L’amministrazione Biden si accoda alla scia lasciata dal suo predecessore, Donald Trump, e dai suoi Accordi di Abramo e mette le basi per la firma, secondo un’indiscrezione pubblicata dal Wall Street Journal, di un accordo con l’Arabia Saudita per il riconoscimento dello Stato d’Israele che rispecchi alcune condizioni esplicitate già in passato dal principe ereditario Mohammad bin Salman. Il tutto avviene in un momento storico, almeno sulla carta, totalmente sfavorevole: i rapporti non idilliaci tra il presidente e lo “Stato paria” del Golfo, come lui stesso lo definì, le promesse mai rispettate di Washington sulla ricerca di verità e giustizia per il giornalista Jamal Khashoggi, il ‘blitz’ cinese nel Golfo che ha permesso uno storico primo riavvicinamento tra Riyad e Teheran e, infine, il governo più a destra della storia di Israele che sta usando il pugno duro contro la popolazione palestinese. Ma la realpolitik ha evidentemente trionfato sulla debolezza dei principi espressi anche pubblicamente dalle potenze mondiali.

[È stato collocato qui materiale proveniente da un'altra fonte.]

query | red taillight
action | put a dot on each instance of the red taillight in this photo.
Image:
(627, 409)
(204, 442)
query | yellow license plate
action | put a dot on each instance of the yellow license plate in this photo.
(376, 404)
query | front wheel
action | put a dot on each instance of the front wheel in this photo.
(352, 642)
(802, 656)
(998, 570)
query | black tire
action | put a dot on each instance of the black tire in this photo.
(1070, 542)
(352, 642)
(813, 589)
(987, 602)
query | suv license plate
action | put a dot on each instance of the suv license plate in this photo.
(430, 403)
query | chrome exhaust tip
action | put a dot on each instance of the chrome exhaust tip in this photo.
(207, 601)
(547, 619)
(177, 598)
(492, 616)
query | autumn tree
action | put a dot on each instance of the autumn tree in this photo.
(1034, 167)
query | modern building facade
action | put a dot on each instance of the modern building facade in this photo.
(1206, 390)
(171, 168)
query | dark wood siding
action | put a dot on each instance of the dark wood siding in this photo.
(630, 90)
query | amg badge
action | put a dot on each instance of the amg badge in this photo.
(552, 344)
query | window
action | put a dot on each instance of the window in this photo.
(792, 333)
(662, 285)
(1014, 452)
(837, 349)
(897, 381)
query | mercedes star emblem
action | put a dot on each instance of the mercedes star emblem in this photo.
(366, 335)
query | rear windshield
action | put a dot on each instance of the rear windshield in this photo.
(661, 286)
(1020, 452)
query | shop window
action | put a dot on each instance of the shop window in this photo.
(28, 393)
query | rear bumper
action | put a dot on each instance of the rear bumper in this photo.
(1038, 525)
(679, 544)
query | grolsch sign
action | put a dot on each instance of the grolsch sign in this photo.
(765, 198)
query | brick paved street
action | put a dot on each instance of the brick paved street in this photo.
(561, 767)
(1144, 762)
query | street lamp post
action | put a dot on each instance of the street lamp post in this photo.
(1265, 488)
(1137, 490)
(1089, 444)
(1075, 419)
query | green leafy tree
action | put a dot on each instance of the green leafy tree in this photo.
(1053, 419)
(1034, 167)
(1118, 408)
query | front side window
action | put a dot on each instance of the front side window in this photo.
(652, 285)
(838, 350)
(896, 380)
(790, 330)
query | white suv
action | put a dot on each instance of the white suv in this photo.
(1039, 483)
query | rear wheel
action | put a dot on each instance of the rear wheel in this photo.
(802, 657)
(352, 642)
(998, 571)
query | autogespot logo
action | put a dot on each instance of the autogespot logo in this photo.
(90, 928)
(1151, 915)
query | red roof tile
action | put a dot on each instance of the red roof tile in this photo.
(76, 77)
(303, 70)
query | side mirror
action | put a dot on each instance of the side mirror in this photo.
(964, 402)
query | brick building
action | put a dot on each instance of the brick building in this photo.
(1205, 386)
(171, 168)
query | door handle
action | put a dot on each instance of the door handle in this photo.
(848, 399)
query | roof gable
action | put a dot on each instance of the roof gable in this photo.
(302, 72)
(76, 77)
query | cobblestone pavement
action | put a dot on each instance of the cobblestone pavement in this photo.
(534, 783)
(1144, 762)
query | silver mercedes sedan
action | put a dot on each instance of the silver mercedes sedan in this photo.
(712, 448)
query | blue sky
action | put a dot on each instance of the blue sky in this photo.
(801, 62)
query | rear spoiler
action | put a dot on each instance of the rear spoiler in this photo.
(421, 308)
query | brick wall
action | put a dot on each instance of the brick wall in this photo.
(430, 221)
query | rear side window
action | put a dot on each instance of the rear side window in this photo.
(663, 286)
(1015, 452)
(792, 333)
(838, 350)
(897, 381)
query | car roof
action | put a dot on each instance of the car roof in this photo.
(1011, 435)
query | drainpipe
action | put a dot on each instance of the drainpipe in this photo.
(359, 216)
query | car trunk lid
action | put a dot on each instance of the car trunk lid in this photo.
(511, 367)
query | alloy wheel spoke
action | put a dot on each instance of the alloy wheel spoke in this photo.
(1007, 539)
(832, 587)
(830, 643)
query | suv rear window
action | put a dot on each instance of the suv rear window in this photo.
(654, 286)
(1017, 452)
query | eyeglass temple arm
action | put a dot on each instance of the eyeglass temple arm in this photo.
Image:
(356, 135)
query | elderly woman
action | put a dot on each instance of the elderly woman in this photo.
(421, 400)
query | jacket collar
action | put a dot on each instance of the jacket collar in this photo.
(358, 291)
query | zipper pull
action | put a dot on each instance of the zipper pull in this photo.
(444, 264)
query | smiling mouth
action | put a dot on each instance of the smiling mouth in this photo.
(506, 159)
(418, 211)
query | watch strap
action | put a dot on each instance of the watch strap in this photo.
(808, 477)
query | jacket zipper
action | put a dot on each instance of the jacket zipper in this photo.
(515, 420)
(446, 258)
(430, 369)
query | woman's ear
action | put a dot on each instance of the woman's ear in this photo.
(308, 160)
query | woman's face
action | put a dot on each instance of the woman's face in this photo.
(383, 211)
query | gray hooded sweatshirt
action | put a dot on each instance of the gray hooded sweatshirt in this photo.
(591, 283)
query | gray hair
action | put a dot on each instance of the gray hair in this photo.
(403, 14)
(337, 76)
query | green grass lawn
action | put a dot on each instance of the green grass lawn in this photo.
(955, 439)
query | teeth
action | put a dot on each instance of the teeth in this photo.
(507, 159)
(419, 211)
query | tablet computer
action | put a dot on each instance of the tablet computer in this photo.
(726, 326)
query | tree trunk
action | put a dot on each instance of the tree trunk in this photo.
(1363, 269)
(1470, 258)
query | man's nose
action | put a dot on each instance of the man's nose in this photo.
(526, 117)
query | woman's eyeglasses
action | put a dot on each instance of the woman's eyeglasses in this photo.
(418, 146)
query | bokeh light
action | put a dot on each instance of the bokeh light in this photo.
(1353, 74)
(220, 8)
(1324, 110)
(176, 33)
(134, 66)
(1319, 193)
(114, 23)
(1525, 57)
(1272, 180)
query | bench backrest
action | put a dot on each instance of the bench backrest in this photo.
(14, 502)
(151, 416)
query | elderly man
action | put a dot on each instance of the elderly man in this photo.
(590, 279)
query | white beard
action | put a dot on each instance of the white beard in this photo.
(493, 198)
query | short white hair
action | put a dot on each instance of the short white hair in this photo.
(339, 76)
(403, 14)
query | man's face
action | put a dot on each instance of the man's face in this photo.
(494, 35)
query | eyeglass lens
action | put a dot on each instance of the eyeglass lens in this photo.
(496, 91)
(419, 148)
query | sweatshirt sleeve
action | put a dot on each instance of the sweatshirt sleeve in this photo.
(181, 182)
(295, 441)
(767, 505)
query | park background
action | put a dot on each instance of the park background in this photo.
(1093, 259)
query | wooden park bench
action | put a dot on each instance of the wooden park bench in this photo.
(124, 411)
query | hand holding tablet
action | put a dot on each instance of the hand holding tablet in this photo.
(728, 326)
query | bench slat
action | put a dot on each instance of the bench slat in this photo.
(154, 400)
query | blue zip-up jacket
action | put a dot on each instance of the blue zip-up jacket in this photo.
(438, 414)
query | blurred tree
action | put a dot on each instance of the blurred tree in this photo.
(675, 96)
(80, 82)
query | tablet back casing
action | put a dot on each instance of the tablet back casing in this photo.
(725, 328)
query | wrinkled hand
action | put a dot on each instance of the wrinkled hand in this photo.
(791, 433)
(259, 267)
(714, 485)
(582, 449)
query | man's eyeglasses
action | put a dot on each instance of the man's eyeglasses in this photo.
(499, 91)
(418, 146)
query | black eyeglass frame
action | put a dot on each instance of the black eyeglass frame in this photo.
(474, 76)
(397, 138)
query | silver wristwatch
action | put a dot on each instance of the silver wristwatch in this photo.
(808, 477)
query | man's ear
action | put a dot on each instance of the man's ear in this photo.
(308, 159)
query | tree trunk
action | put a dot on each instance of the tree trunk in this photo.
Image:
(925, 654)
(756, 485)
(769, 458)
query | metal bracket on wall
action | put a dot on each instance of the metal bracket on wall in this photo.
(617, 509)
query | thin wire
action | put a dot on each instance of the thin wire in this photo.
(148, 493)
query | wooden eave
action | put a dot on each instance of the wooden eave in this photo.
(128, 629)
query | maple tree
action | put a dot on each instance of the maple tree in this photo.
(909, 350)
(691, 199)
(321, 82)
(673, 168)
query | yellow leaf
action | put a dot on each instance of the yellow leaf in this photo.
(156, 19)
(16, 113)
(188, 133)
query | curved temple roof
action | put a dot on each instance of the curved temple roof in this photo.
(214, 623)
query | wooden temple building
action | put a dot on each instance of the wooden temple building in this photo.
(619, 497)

Stando a quanto scrive il quotidiano economico americano, che cita funzionari Usa, l’Arabia Saudita ha accettato le “linee generali” di un accordo con gli Stati Uniti che prevede il riconoscimento di Israele in cambio di concessioni da parte dello Stato ebraico ai palestinesi, garanzie di sicurezza statunitensi e aiuto per lo sviluppo del nucleare di Riyad per scopi civili. Niente di dettagliato al momento, ma le fonti sostengono che a Washington si spera di arrivare a una firma su un piano ben delineato entro il prossimo anno. “Ci sono discussioni in corso”, ma “c’è ancora lavoro da fare prima di arrivare ad una cornice per la normalizzazione dei rapporti tra Arabia Saudita e Israele”, ha puntualizzato il portavoce per il Consiglio della sicurezza nazionale americana, John Kirby, in un briefing telefonico con un ristretto gruppo di giornalisti.

Il primo deal è però già arrivato dopo l’incontro del mese scorso a Jeddah tra l’erede al trono saudita e il consigliere per la Sicurezza nazionale degli Stati Uniti, Jake Sullivan, e a pochi giorni dalle parole del primo ministro israeliano, Benjamin Netanyahu, che si è detto disponibile ad alcune concessioni in nome di più stretti legami tra lo Stato ebraico e il regno del Golfo. E quella che maggiormente interessa gli al-Saud riguarda lo sviluppo del nucleare a scopi civili, oltre a ulteriori garanzie di sicurezza. L’Arabia Saudita sta anche cercando difficili concessioni da parte di Israele per la creazione di uno Stato palestinese. Questo, però, costerà loro un passo indietro nei rapporti con Pechino, inseritosi prepotentemente in un’area storicamente contesa tra Stati Uniti e Russia.

Si ricrea così lo schema pensato da Donald Trump e da suo genero, Jared Kushner, che prevedeva un graduale riavvicinamento delle monarchie del Golfo e del Nord Africa, tra cui Emirati Arabi, Bahrain e Marocco, a Israele. Tutto nell’intento di isolare il più possibile quello che è percepito da Riyad, da Tel Aviv e, a questo punto e nonostante i proclami di inizio mandato, anche da Washington, come il principale avversario nell’area: l’Iran, alleato di Russia e Siria. Soprattutto dopo il tentativo di Pechino di inserirsi nella disputa regionale, stimolando il dialogo tra i due principali competitor nell’area e, di conseguenza, dando una spallata agli Usa, sempre più fuori dalla partita dopo il disimpegno avviato già nell’era Trump.

Resta da capire se questo accordo possa piacere anche a un soggetto tutt’altro che marginale: il popolo palestinese. Non è chiaro quali siano le concessioni richieste da Riyad a Tel Aviv, ma resta il fatto che queste arriveranno in uno dei periodi più bui nella storia recente dei rapporti tra Israele e Palestina, con le violenze nate dopo l’instaurazione dell’attuale esecutivo che hanno causato già più di 100 palestinesi morti. Situazione che ha spinto più volte il governo saudita a condannare pubblicamente le azioni israeliane. In questo senso, un accordo del genere mostrerebbe anche un passo indietro da parte di Riyad che ha sempre escluso la possibilità di arrivare a un’intesa con Israele prima della costituzione di uno Stato palestinese riconosciuto.